Indexable TAF files and reference-based MAF files can be indexed for random-access using taffy index:

taffy index -i TAF_FILE (or MAF_FILE)

This command will create TAF_FILE.tai, which is a list mapping sequence names (first column) and start positions (second column) to offsets in the TAF file (third column). If two consecutive lines index the same sequence, the second one will be relative to the first (and the first column will be *). The -b option specifies the interval length in the index. But only anchor lines (whose frequency is controlled by taffy view -s can ever be indexed. Smaller index intervals will result in faster lookup times at the cost of the index itself being slower to load.

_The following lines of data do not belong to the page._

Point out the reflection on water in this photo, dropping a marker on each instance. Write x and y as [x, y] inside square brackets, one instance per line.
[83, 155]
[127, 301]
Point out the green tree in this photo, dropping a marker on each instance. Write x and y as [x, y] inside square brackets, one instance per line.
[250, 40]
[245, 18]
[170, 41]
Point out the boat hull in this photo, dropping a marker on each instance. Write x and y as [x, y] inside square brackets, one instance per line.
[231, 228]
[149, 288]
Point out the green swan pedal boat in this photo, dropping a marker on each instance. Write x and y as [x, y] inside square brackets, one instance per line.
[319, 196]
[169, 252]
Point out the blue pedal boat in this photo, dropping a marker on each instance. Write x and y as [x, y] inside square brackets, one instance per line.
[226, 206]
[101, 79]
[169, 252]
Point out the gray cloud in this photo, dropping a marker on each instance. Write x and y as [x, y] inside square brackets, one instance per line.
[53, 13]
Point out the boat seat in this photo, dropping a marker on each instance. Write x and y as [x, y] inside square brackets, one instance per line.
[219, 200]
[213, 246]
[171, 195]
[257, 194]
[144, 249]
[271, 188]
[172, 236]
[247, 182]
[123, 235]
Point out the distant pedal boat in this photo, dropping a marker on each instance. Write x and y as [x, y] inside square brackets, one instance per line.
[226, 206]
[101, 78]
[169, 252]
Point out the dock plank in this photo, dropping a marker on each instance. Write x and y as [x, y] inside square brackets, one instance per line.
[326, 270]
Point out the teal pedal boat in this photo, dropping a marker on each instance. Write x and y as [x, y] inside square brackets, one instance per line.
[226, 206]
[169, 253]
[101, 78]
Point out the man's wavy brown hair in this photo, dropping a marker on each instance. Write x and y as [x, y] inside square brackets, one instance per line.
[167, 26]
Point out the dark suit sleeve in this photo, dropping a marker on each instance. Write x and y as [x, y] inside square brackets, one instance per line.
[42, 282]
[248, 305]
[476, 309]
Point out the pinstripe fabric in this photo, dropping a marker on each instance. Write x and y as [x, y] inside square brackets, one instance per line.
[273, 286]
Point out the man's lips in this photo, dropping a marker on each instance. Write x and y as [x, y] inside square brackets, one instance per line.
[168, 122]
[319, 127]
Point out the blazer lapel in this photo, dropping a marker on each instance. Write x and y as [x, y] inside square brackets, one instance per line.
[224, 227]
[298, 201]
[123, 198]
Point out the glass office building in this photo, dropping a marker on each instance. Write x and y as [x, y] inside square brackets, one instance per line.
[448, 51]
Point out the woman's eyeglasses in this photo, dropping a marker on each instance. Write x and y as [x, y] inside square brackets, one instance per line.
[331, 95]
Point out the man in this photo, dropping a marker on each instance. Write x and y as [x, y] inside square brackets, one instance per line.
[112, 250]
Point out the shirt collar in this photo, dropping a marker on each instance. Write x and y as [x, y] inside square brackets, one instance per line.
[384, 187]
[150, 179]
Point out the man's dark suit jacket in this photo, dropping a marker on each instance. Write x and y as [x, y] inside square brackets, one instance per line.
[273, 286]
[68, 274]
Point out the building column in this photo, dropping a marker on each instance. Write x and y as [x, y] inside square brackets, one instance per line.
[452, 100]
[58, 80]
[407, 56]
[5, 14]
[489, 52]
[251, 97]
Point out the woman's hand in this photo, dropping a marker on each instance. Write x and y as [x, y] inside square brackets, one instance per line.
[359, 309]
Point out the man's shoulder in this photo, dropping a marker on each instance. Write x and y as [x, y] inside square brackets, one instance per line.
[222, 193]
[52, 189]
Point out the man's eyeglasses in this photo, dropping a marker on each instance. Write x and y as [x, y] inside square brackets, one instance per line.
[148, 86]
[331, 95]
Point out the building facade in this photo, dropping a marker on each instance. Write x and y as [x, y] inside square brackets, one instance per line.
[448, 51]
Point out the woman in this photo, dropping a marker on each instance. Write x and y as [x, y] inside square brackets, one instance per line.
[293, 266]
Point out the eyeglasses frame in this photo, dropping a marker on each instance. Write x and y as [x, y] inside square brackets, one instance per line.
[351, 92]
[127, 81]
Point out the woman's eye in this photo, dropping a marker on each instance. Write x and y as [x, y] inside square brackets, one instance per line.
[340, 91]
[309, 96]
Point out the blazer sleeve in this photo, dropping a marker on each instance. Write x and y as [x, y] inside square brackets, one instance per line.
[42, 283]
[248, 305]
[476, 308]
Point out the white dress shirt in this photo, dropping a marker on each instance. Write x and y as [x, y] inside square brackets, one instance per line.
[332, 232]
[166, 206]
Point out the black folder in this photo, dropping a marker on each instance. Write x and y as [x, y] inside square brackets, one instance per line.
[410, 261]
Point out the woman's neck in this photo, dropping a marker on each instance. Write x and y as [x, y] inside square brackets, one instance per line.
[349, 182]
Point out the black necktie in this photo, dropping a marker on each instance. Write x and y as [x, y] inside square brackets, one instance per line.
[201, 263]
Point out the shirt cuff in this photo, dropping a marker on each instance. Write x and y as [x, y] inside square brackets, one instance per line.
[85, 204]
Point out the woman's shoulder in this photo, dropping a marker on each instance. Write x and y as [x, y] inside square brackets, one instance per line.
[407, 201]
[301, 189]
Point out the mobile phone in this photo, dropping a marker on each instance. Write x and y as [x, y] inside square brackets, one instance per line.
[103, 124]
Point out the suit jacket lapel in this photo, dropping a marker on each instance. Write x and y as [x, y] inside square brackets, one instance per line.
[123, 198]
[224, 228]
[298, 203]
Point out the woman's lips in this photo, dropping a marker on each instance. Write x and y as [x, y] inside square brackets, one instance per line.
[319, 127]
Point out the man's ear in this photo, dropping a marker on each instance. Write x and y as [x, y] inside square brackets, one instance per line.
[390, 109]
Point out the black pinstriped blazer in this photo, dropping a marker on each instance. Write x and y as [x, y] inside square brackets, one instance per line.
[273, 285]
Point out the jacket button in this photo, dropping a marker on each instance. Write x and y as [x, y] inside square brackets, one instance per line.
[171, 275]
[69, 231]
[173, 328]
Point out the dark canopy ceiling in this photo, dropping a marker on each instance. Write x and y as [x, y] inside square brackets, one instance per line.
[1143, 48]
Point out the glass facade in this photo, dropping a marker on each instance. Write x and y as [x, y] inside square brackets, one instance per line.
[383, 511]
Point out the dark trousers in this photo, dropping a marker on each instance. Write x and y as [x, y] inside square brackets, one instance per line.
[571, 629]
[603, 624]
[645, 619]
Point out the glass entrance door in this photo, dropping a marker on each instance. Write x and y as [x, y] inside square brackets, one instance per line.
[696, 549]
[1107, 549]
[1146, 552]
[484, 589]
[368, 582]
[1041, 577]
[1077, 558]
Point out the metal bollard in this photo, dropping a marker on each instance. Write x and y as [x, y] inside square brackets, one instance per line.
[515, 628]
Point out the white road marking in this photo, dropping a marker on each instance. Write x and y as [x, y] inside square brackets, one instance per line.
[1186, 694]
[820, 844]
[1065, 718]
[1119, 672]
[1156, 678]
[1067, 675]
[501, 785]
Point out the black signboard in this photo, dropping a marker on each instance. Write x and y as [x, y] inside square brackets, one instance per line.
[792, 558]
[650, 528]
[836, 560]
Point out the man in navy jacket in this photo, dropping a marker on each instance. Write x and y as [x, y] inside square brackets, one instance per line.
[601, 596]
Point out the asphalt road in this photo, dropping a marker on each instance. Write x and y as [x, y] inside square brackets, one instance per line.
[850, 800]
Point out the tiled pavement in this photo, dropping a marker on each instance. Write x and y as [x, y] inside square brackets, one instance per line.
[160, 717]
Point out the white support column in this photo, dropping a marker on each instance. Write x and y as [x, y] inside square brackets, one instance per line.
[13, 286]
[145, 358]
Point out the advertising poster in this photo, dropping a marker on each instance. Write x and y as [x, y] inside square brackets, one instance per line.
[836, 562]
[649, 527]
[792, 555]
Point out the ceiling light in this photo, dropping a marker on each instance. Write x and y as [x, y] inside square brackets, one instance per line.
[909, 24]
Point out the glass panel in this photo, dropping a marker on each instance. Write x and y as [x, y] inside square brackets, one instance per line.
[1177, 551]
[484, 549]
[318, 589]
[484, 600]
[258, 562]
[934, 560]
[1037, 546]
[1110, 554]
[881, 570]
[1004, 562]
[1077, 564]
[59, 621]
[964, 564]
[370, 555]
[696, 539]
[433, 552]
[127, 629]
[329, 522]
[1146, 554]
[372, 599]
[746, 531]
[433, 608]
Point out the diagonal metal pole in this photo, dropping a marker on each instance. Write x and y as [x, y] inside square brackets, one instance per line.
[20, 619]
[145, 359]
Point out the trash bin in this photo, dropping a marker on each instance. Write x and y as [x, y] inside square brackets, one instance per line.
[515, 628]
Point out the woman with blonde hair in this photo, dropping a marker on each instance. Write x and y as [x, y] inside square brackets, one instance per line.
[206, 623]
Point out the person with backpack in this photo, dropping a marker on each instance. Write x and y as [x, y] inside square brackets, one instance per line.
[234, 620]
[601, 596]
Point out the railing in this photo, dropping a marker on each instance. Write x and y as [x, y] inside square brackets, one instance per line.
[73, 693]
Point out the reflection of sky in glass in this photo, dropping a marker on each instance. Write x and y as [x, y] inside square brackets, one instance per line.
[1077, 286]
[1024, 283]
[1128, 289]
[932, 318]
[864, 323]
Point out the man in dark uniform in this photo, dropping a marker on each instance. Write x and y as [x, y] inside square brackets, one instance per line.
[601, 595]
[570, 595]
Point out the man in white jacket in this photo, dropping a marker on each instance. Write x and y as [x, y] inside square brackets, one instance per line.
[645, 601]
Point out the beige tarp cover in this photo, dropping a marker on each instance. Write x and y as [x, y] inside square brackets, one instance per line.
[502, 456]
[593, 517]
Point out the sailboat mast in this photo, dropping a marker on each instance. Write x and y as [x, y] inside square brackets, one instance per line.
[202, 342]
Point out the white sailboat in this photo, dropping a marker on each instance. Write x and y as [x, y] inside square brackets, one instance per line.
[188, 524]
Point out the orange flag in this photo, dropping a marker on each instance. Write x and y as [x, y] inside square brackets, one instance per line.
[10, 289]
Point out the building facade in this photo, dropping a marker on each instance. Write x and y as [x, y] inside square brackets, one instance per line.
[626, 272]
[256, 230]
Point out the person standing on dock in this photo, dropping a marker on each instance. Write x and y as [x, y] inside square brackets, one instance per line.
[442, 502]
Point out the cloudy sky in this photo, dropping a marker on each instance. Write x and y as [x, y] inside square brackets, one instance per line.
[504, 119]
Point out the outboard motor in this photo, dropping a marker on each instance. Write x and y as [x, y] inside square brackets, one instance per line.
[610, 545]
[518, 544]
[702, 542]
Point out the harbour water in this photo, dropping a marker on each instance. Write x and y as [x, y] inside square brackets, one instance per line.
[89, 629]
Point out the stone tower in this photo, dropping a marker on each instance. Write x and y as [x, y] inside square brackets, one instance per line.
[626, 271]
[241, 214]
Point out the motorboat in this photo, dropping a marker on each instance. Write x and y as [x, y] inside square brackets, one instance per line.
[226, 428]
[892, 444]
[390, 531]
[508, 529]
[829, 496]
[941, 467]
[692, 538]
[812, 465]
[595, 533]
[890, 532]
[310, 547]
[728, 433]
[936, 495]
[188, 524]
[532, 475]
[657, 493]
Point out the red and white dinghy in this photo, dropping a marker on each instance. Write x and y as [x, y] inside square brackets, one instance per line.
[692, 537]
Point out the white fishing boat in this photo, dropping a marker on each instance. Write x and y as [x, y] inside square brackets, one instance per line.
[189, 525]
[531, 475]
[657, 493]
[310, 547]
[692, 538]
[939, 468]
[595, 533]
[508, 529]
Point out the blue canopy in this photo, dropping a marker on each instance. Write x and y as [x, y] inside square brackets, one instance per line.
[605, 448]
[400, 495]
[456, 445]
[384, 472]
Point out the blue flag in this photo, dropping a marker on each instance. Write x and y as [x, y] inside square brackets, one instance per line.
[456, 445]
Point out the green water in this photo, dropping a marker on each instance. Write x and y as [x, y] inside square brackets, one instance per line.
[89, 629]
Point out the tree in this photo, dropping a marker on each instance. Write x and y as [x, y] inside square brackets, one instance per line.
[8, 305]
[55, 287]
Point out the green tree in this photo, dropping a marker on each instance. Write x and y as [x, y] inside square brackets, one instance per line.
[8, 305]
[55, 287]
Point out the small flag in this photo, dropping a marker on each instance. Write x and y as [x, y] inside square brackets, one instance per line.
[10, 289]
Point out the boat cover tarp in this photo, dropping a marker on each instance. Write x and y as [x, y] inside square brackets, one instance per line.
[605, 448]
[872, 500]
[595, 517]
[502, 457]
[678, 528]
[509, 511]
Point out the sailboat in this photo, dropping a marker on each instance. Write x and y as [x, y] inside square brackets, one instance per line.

An indexed TAF or MAF file can be accessed using taffy view -r to quickly pull out a subregion. For example, taffy view -r hg38.chr10:550000-600000 will extract the 50000bp (0-based, open-ended) interval on hg38.chr10 in either TAF (default) or MAF (add -m) format. This works only if the TAF/MAF is referenced on hg38.

Notes:

  • The sequence names do not need to be ordered for TAF/MAF indexing (ie chr2 could come before chr1 in the file). Just the positions within each sequence must be in order

  • The index could further be generalized to support out-of-order (but still non-overlapping!) intervals without (I think) any changes to the interface or format. Instead of the simple seek + extend approach used when querying now, it would need to recheck and potentially re-seek after extending though any subsequent intervals. This could potentially allow indexing non-reference intervals, but the effiency will degrade with the number of out-of-order intervals.